By Group "Semantic Analysts," written by Prateek Kher

Introduction

Don’t worry, if you are wondering this blog post will be as dull as the last, it would not. I will try to make this blog post as illustrative, interesting and interactive as possible! In this blog post, I will share how our group solved the problem of data extraction, and what will be the next steps!

Objectives and How We Completed the Work

Our group, wanted to approach this problem differently. There is no literature currently which talks about extracting data about fraudulent and non fraudulent companies using APIs, segregating them, training the model, and wait for the model to give us results.

Our first objective, was to figure out which data to use to conduct textual analysis. We then came across the Management Discussion and Analysis section data of 10-k filings with the SEC. We immediately knew our target! MD&A section data provides a textual overview of company performance, in addition, a review of the objectives and goals for the following year is provided. Annual reports contain twice as much information in the language as they do in the financial figures. This section is critical in finding a company’s health!

EDGAR, SEC and AAER

The Securities and Exchange Commission (SEC) requires publicly traded companies to file a slew of documentation. The EDGAR database was designed by the Securities and Exchange Commission (SEC) to help preserve capital markets and make public company filings more accessible. It's a system that "performs automated functions," according to them. Companies and others who are required by law to file forms with the US government have their submissions gathered, evaluated, indexed, accepted, and forwarded. Each filing is kept as an index file in the EDGAR system, which includes the filer's name, a unique central index key, the date, and the directory of the EDGAR system. The picture below shows us a sample from the SEC EDGAR database form:

SEC EDGAR DATABASE

Our second objective was to create a database with known number of fraudulent, and non-fraudulent companies. To make such a database, we first have to know for sure, which companies have committed fraud in the past. This was the period which easily took our team the longest to do. We did not have relevant past literature review, to follow seemingly easy steps! We then thought of looking through the AAER reports, and then found, that UC Berkeley’s Center for Financial Reporting and Management (CFRM) releases a dataset annually which contains the AAER records of companies! These AAER records also contain the CIK (Central Index Key) of companies! We were enthralled! As we would use this was to extract the MD&A section data from the 10-k files of companies. Table below shows a sample of AAER Dataset compiled by the CFRM.

AAER

We now have all of the information we need to complete the MD&A column of our dataframe and classify instances as fraudulent or non-fraudulent.

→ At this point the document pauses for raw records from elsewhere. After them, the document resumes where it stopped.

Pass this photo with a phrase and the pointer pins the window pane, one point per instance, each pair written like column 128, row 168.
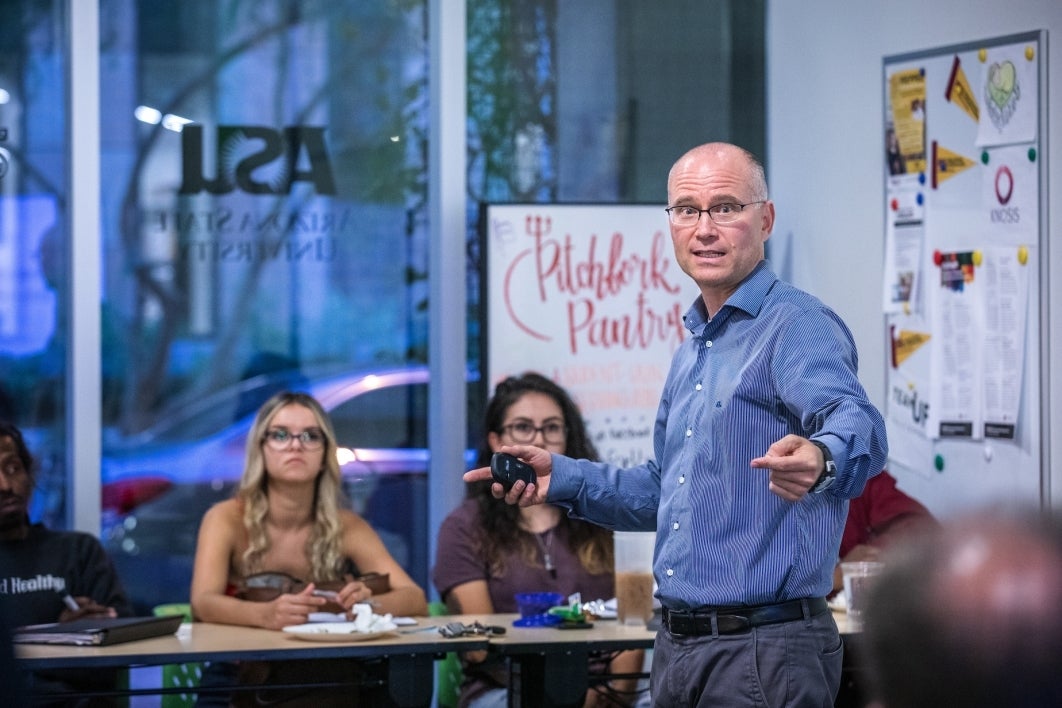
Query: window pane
column 34, row 240
column 263, row 228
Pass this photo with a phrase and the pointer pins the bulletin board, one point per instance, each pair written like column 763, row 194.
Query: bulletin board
column 964, row 136
column 589, row 295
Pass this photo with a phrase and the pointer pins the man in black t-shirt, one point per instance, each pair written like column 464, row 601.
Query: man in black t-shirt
column 45, row 573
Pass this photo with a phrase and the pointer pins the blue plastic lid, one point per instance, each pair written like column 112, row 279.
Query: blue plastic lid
column 537, row 621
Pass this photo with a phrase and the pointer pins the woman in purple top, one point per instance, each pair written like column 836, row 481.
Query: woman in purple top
column 489, row 551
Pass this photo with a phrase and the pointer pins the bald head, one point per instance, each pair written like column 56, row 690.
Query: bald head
column 704, row 156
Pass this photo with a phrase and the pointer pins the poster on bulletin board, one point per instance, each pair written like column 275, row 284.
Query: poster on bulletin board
column 589, row 295
column 964, row 174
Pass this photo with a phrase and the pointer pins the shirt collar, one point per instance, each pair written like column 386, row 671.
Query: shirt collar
column 749, row 296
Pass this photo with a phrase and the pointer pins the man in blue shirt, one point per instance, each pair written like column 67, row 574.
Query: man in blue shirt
column 763, row 434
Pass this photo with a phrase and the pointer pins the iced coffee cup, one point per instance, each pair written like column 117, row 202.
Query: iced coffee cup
column 634, row 576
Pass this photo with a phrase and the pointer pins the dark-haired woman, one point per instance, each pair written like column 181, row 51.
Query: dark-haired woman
column 489, row 551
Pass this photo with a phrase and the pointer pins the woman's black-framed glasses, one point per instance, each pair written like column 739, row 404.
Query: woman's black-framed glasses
column 281, row 438
column 525, row 431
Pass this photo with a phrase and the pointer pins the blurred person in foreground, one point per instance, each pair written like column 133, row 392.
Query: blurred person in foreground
column 970, row 615
column 763, row 434
column 489, row 551
column 46, row 571
column 878, row 518
column 287, row 522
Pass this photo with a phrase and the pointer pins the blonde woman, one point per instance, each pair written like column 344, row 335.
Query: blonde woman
column 286, row 523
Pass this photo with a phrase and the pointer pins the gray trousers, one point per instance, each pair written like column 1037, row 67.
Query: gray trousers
column 787, row 665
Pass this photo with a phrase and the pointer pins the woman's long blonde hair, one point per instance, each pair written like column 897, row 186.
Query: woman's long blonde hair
column 325, row 542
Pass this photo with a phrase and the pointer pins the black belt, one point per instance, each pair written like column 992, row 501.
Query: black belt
column 735, row 620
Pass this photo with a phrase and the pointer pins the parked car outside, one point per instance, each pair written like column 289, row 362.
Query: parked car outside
column 157, row 484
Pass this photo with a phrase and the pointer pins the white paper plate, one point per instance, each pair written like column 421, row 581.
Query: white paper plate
column 335, row 632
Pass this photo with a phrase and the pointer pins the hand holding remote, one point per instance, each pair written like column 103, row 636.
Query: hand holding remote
column 506, row 469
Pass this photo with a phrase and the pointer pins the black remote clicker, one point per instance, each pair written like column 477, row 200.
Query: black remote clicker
column 508, row 469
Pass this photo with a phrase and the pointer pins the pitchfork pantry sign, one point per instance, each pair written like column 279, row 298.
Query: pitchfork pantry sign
column 592, row 296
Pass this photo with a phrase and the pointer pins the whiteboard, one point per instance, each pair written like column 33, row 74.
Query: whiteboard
column 589, row 295
column 964, row 264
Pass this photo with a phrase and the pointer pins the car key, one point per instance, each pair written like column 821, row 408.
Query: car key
column 508, row 469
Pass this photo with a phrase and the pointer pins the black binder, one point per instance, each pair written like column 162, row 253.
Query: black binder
column 97, row 632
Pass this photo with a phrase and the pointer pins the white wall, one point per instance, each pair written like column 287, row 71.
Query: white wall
column 824, row 167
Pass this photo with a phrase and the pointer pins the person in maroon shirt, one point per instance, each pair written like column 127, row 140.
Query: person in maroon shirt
column 487, row 550
column 876, row 518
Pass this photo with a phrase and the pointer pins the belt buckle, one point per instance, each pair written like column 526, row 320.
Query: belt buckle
column 731, row 624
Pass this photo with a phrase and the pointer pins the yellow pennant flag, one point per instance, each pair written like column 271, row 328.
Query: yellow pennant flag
column 946, row 163
column 905, row 344
column 959, row 93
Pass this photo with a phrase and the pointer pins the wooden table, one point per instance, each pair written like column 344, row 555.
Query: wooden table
column 550, row 666
column 409, row 655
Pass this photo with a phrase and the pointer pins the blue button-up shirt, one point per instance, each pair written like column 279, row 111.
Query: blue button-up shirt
column 773, row 361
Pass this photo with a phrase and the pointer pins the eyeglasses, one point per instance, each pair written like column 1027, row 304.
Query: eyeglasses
column 280, row 438
column 524, row 431
column 721, row 213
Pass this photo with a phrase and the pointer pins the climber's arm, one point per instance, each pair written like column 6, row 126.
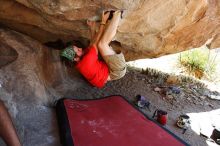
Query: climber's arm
column 98, row 36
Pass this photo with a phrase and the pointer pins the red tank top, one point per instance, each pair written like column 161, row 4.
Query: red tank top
column 94, row 70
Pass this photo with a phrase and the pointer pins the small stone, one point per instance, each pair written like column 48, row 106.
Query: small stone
column 215, row 97
column 202, row 97
column 189, row 98
column 211, row 105
column 157, row 89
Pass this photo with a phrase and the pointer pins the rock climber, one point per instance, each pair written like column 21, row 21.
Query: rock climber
column 96, row 71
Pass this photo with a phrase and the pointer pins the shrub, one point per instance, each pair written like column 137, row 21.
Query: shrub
column 199, row 62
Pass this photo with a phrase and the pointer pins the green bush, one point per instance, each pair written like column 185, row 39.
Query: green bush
column 199, row 62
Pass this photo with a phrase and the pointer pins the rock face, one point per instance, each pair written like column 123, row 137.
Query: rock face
column 148, row 29
column 32, row 77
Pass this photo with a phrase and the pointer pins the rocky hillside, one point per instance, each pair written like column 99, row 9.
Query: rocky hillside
column 149, row 28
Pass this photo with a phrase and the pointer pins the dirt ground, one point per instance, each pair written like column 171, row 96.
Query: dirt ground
column 136, row 82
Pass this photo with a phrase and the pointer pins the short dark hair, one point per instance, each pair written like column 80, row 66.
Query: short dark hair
column 75, row 43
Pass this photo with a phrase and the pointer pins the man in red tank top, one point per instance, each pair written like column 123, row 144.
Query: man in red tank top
column 96, row 71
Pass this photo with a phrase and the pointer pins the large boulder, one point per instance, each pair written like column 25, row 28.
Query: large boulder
column 148, row 29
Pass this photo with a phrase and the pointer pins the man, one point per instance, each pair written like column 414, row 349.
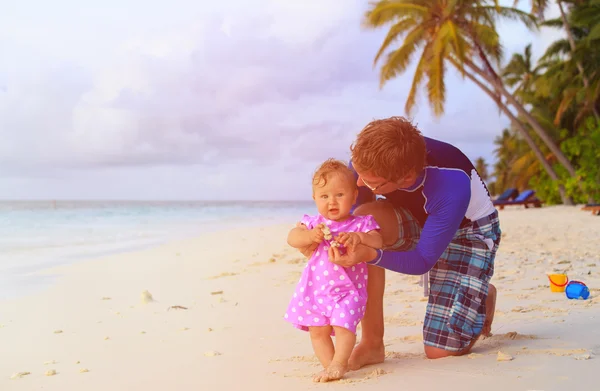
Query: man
column 437, row 217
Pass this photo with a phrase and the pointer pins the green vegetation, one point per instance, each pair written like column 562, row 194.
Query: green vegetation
column 553, row 143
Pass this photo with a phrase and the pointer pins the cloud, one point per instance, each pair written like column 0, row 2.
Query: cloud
column 218, row 97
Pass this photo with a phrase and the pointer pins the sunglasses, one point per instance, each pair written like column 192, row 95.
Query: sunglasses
column 373, row 188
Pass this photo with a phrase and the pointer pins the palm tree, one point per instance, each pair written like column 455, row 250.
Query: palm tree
column 539, row 7
column 460, row 33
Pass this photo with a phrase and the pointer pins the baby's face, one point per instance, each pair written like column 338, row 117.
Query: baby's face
column 335, row 199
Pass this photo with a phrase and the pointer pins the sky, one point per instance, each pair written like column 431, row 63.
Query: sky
column 193, row 100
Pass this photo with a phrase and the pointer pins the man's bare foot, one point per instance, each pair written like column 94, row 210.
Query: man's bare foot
column 364, row 354
column 490, row 309
column 321, row 377
column 335, row 371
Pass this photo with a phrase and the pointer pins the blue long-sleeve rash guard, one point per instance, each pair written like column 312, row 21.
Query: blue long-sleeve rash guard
column 448, row 193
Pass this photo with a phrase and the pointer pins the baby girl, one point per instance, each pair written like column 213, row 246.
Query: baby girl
column 330, row 299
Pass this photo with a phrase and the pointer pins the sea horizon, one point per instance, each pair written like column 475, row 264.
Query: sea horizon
column 40, row 234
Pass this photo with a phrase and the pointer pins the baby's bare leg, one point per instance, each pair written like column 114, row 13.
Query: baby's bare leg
column 344, row 343
column 320, row 336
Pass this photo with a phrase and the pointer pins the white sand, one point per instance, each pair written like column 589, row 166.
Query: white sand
column 238, row 339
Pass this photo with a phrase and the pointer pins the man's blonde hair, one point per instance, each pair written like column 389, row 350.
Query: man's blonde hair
column 389, row 148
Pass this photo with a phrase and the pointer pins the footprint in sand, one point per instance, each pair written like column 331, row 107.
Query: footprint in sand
column 19, row 375
column 146, row 297
column 504, row 357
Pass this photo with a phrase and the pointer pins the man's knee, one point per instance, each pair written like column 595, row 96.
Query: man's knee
column 383, row 212
column 435, row 353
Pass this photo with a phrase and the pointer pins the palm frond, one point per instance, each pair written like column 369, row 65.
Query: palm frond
column 395, row 32
column 386, row 11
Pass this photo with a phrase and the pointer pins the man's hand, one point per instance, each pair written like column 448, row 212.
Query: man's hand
column 361, row 254
column 350, row 240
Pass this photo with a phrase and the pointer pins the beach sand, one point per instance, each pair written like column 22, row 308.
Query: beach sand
column 215, row 319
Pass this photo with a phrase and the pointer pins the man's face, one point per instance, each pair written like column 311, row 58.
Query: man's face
column 379, row 185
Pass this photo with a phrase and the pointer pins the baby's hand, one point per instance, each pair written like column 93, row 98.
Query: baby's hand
column 316, row 234
column 349, row 240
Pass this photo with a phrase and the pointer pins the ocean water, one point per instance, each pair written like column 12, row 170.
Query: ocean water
column 35, row 235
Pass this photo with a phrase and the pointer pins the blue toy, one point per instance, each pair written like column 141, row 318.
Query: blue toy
column 577, row 290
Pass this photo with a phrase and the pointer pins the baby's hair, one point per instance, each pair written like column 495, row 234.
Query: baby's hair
column 333, row 166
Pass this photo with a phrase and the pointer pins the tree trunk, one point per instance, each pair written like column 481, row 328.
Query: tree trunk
column 571, row 39
column 526, row 136
column 499, row 86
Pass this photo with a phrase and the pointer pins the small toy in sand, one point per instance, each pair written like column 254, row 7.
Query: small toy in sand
column 577, row 290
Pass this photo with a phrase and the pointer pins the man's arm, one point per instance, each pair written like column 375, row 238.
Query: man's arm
column 371, row 239
column 446, row 208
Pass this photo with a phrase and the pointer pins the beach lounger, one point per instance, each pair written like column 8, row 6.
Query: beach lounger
column 509, row 194
column 594, row 208
column 527, row 198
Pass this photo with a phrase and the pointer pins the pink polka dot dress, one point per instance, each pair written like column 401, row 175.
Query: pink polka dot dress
column 328, row 294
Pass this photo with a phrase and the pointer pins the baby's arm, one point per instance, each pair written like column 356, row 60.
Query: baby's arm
column 301, row 236
column 372, row 239
column 351, row 240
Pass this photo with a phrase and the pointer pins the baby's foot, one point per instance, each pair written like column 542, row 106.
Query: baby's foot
column 336, row 371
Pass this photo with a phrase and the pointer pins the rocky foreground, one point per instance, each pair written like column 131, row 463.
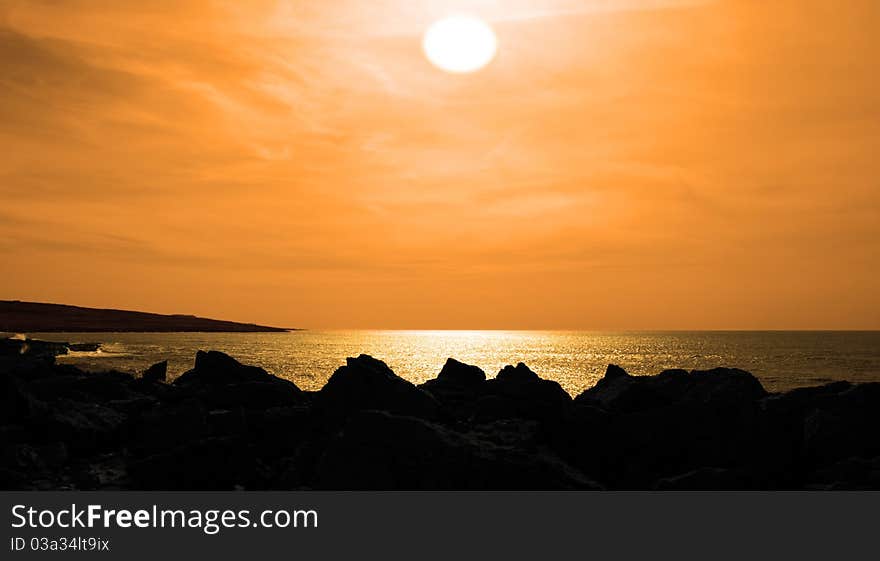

The CIK and the year connect both the pictures shown above. All of the overlapping cases in second picture have received an AAER, indicating that they are all fraudulent. We use the SEC-Query API's API to access the financial statement's HTML content using the CIK and the Year. The remaining cases are chosen as non-fraudulent. The Extractor API extracts any item from 10-Q and 10-K filings and returns it to you as cleaned and standardized text or HTML. An item is extracted as clear-text or ordinary HTML without the usage of an extraction algorithm. We then proceed to use the extractor algorithm to extract the raw data.

More interactive pictures and code shown below.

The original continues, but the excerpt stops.